A few practice points. An expert's evidence must state the facts upon which the opinion is based. It will be up to the party producing the expert, preferably before but possibly after the expert, to prove the facts upon which the expert opinion is tendered in to evidence.
As Justice Lowry wrote, at ¶14-15 of Rowe:
"[T]he statement of the opinion of an expert witness for which the rule provides proves no
more than the fact that the opinion is adduced to prove. It is not evidence of, and does not prove, the
facts upon which the opinion is based. They must be proven in some other way. ...
"Expert witnesses will often be able to testify to some or all of the facts necessary to the opinion
offered and can prove such from their own knowledge. But it is, of course, not necessary that an expert
witness have any personal knowledge of the facts...

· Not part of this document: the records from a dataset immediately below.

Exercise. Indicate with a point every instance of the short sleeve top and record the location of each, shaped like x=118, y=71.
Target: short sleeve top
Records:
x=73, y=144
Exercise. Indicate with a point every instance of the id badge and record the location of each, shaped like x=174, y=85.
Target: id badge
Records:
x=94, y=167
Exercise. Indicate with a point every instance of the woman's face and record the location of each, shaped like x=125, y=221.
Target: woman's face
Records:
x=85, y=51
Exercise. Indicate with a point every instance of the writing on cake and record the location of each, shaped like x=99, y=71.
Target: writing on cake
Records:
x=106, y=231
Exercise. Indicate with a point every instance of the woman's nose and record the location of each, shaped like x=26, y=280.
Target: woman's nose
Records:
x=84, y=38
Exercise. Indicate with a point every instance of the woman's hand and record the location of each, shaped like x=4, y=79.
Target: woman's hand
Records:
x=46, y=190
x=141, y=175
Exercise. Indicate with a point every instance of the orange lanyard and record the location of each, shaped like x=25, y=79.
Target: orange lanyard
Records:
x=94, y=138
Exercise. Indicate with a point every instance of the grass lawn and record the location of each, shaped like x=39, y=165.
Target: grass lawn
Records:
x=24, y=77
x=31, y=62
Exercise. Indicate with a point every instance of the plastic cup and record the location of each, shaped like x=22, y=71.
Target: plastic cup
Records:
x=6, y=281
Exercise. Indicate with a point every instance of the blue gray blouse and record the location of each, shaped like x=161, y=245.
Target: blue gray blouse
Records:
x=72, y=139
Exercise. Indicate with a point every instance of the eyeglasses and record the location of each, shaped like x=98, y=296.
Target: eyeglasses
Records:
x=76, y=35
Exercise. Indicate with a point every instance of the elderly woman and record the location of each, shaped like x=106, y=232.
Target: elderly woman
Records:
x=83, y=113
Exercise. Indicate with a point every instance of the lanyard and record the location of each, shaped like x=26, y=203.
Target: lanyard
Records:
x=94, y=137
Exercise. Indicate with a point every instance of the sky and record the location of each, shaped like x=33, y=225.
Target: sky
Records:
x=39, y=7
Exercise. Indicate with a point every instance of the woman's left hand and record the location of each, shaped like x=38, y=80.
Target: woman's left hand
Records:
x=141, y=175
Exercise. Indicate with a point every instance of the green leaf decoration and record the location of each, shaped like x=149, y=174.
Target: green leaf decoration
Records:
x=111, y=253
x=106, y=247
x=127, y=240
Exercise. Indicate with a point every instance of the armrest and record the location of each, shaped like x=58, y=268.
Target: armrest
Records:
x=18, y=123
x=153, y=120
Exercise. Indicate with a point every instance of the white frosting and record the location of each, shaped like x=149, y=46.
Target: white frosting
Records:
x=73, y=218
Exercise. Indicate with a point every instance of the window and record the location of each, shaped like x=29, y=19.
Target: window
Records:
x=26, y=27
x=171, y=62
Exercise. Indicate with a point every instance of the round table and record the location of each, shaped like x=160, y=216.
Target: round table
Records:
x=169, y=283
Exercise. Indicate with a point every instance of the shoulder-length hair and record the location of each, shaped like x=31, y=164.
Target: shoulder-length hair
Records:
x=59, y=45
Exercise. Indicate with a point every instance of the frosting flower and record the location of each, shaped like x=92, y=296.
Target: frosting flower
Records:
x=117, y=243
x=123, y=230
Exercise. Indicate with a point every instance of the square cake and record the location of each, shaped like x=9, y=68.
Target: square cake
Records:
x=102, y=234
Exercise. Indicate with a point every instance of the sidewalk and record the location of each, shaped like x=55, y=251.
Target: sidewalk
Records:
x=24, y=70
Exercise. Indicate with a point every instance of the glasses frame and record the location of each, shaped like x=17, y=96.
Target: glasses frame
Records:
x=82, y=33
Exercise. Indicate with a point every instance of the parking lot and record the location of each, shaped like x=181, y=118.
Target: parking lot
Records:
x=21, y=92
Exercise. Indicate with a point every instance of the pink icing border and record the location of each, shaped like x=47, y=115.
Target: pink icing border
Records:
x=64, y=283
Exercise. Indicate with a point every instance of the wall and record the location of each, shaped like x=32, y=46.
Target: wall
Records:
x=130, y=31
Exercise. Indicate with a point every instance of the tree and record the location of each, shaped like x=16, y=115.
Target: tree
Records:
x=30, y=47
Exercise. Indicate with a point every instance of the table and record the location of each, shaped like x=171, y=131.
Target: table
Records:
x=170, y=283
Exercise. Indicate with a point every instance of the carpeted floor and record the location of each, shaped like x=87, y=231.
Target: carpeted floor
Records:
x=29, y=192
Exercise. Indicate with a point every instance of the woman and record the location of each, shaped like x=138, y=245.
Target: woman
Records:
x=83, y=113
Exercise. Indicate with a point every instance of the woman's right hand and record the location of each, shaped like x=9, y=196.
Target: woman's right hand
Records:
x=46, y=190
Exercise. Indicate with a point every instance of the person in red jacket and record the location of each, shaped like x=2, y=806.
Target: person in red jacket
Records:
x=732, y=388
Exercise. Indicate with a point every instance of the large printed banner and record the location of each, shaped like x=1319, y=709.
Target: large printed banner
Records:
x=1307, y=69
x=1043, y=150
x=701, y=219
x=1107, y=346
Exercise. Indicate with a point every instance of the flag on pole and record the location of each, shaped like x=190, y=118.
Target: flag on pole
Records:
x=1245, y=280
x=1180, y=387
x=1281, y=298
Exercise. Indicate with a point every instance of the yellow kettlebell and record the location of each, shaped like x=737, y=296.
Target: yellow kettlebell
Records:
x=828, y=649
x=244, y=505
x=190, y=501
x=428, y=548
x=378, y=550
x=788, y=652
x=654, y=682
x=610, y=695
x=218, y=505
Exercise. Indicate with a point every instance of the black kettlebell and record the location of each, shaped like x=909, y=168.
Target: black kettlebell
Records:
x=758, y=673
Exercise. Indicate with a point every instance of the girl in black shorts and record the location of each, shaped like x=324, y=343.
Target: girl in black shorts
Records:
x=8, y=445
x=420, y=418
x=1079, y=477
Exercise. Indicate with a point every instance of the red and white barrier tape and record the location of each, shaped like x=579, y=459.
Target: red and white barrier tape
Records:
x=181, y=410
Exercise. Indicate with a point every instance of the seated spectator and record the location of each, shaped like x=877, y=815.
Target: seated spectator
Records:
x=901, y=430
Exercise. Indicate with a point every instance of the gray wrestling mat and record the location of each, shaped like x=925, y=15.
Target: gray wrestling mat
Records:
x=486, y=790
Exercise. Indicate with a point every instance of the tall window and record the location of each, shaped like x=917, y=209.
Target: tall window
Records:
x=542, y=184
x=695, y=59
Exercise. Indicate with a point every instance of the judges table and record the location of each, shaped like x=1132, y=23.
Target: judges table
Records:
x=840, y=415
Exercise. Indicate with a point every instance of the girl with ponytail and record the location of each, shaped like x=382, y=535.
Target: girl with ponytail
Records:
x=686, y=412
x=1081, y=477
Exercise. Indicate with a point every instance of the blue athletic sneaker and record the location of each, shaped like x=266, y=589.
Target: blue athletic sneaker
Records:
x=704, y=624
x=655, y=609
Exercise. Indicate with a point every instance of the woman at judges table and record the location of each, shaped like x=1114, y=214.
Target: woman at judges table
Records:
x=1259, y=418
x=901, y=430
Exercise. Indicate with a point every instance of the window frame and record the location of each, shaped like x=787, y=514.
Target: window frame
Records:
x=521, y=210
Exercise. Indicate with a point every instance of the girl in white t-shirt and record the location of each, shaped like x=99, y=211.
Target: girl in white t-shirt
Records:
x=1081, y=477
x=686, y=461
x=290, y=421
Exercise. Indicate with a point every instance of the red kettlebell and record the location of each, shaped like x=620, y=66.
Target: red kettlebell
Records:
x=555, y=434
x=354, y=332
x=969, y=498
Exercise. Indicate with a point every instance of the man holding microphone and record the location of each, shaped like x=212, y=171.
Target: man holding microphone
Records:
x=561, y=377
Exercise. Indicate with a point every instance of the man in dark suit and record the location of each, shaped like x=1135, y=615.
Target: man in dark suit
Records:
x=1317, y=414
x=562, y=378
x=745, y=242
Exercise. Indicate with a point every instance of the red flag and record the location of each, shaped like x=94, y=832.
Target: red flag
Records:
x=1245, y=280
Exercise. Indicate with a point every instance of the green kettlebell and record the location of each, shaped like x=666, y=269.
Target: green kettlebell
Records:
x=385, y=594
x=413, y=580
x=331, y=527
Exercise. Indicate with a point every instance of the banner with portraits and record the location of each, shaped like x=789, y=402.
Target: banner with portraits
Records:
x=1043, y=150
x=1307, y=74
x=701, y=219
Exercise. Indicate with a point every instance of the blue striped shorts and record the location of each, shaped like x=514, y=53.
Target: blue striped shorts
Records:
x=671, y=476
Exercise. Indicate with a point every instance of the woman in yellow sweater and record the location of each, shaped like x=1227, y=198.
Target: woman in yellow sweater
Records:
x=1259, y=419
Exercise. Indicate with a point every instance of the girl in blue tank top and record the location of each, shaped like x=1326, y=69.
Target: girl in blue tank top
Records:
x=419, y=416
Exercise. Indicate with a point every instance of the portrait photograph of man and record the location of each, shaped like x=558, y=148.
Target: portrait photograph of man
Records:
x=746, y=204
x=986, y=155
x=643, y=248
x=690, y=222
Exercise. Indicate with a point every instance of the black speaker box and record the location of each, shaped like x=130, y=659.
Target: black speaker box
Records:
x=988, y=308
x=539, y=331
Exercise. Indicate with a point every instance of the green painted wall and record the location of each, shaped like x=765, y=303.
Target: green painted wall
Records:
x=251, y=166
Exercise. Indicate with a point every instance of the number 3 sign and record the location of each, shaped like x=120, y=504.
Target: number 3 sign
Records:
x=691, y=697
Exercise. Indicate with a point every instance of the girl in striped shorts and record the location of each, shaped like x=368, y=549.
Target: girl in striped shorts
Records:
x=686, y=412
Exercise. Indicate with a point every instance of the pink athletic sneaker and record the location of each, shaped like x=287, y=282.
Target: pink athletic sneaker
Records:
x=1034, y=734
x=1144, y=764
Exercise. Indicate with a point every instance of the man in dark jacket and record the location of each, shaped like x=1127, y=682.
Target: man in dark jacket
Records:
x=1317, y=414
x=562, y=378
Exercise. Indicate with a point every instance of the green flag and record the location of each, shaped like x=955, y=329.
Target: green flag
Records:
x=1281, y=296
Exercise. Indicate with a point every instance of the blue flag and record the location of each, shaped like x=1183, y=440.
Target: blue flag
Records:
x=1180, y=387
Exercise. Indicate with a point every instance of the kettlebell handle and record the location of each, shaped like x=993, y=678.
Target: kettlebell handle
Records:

"[T]he opinion must be based on stated facts or hypotheses to be proven
by evidence. In the present case the facts were not stated. And certainly the expert
could not find facts in any event on hearsay, unsworn and untested.
"It will usually be
for counsel to prove facts in Court upon which the opinion is based."
In an old English case, Pope v St. Leger
, the issue before Justice Holt was the applicability of the chess rule piece touche, piece joue
applied in Backgammon, as a player touched his piece but then refused to play it and sought to play another piece. To answer the question of whether "he was bound to play it", the judge called in the groom-porter
, an officer of the Royal court who had, as one of his tasks, to decide disputes which arose in gaming.